Tegan Smith is the first woman to win the Caernarfon Award after being nominated by the Institute of Quarrying Australia (IQA).

The Caernarfon Award is presented annually for the best paper given at an institute conference, seminar, or meeting anywhere in the world.

The paper is adjudged to have contributed the most to the advancement of some aspect of the industry.

Smith is a director at Groundwork Plus with 20 years’ experience in the quarrying, land use and development sectors. She is also the founder of the IQA’s Women in Quarrying initiative.

Smith presented her winning paper ‘Changing Perspectives’ at the 63rd IQA National Conference in Newcastle in March.
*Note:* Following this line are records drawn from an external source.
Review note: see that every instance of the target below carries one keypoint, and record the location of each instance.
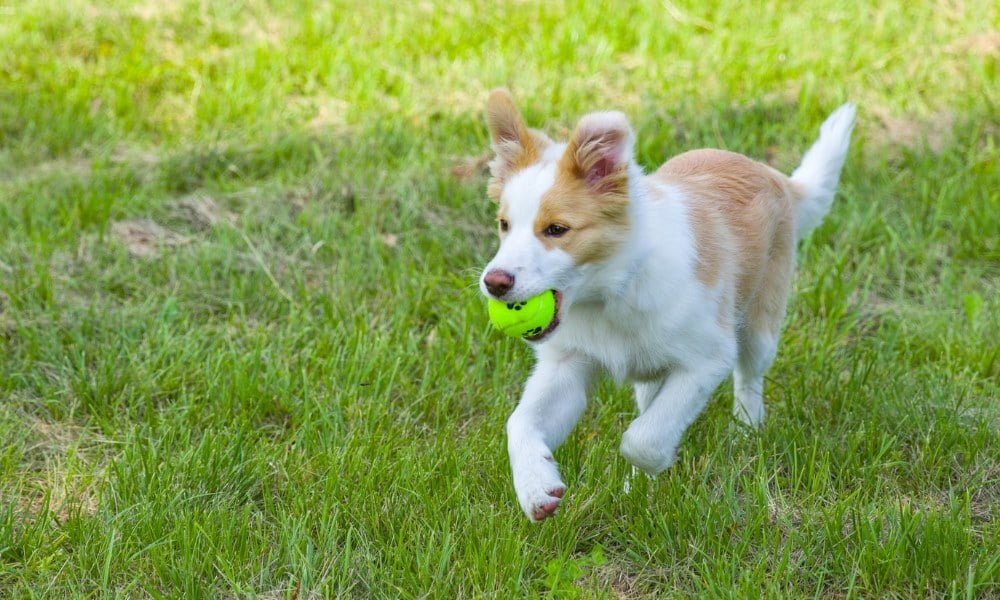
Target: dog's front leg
(554, 398)
(650, 443)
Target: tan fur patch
(516, 146)
(742, 217)
(598, 222)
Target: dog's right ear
(516, 146)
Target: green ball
(526, 318)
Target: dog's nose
(498, 282)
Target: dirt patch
(144, 238)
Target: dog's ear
(600, 151)
(515, 145)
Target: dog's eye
(555, 230)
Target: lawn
(243, 353)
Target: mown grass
(293, 391)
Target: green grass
(298, 396)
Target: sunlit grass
(243, 354)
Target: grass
(243, 354)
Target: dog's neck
(618, 280)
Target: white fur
(819, 172)
(641, 316)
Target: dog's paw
(651, 455)
(539, 488)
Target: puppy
(669, 281)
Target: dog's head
(560, 206)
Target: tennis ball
(526, 318)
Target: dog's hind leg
(757, 340)
(756, 353)
(651, 441)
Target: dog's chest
(627, 346)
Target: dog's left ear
(600, 152)
(515, 145)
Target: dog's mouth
(555, 321)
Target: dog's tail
(820, 169)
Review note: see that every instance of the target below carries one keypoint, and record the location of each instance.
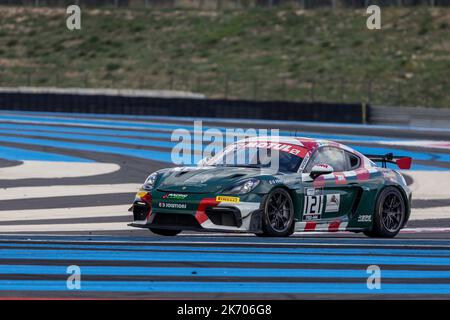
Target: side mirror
(320, 169)
(203, 162)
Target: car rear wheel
(165, 232)
(390, 213)
(278, 217)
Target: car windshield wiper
(239, 165)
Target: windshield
(279, 156)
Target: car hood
(204, 179)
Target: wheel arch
(294, 196)
(404, 196)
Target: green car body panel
(197, 198)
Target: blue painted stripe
(203, 238)
(106, 255)
(100, 139)
(221, 272)
(165, 133)
(18, 154)
(226, 287)
(340, 250)
(145, 154)
(237, 120)
(363, 149)
(170, 144)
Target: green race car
(316, 185)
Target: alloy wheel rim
(392, 212)
(279, 211)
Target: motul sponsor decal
(284, 147)
(313, 204)
(333, 202)
(228, 199)
(171, 205)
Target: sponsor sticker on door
(333, 203)
(228, 199)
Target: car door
(329, 196)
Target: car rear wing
(402, 162)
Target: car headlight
(150, 181)
(243, 187)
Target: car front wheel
(390, 213)
(278, 216)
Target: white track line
(49, 169)
(66, 190)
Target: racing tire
(165, 232)
(278, 214)
(390, 214)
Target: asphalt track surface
(78, 174)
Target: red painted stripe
(362, 174)
(340, 178)
(334, 226)
(310, 226)
(319, 182)
(200, 215)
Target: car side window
(328, 155)
(353, 161)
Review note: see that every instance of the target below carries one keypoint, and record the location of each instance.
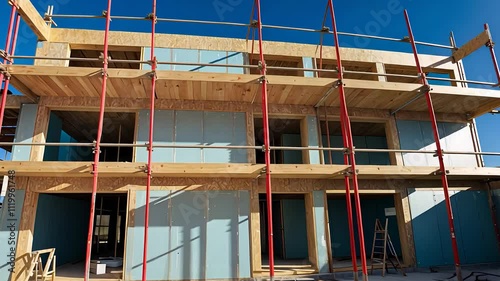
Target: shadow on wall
(192, 235)
(473, 223)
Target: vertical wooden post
(405, 230)
(392, 134)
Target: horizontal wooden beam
(471, 46)
(79, 38)
(33, 19)
(15, 102)
(299, 171)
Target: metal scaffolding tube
(56, 58)
(150, 140)
(491, 45)
(204, 22)
(97, 149)
(8, 42)
(7, 79)
(267, 150)
(349, 157)
(444, 177)
(463, 81)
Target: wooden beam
(81, 37)
(15, 102)
(33, 19)
(136, 104)
(279, 171)
(471, 46)
(25, 90)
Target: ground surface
(478, 273)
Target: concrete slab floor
(473, 273)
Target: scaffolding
(256, 24)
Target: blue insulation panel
(188, 131)
(292, 156)
(193, 128)
(472, 223)
(222, 236)
(319, 219)
(53, 215)
(294, 228)
(417, 135)
(192, 235)
(9, 228)
(24, 132)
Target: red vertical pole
(7, 52)
(348, 143)
(150, 141)
(442, 169)
(267, 151)
(490, 45)
(97, 149)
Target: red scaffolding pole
(439, 152)
(349, 157)
(150, 140)
(267, 150)
(97, 144)
(10, 46)
(490, 46)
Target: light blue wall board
(192, 235)
(319, 219)
(24, 132)
(294, 228)
(472, 219)
(62, 223)
(418, 135)
(308, 62)
(188, 131)
(194, 127)
(292, 156)
(163, 134)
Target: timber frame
(54, 85)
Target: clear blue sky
(432, 21)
The focus of the presentation was on the current language used to describe the extractive industry, the perception of the industry in the community and the need for the industry to change its narrative.

The presentation questioned the industry’s narrative and brand, highlighting the language used to shape the industry.

Smith reiterated her love for the industry and expressed her want for the industry to remain resilient.

Smith’s presentation also focused on the language used in legislation and how language can promote or confuse certainty surrounding the industry.

“I still believe that legislative complexity has a part to play in lack of certainty in our businesses and for our sector more broadly.

“But the bigger risk in my mind is the way we are perceived by those not within our networks and the power they have to influence the way we do business,” Smith said.

Smith utilised video and interviews to challenge the audience to think about immediate risks to the industry, including a lack of branding and negative terminology.

The presentation inspired further debate and discussion into the evening.

Voted on by the International Presidents of all the Institute of Quarrying branches, Smith was the clear winner of the award, scoring 9s and 10s.

The IQA believes that Smith is a great representation of the diversity of membership that the Institute of Quarrying aims to attract and retain.

It commented that having a female recipient win the award purely on merit, and with a topic that sits outside traditional technical papers, is a step towards building diversity and inclusion within the industry.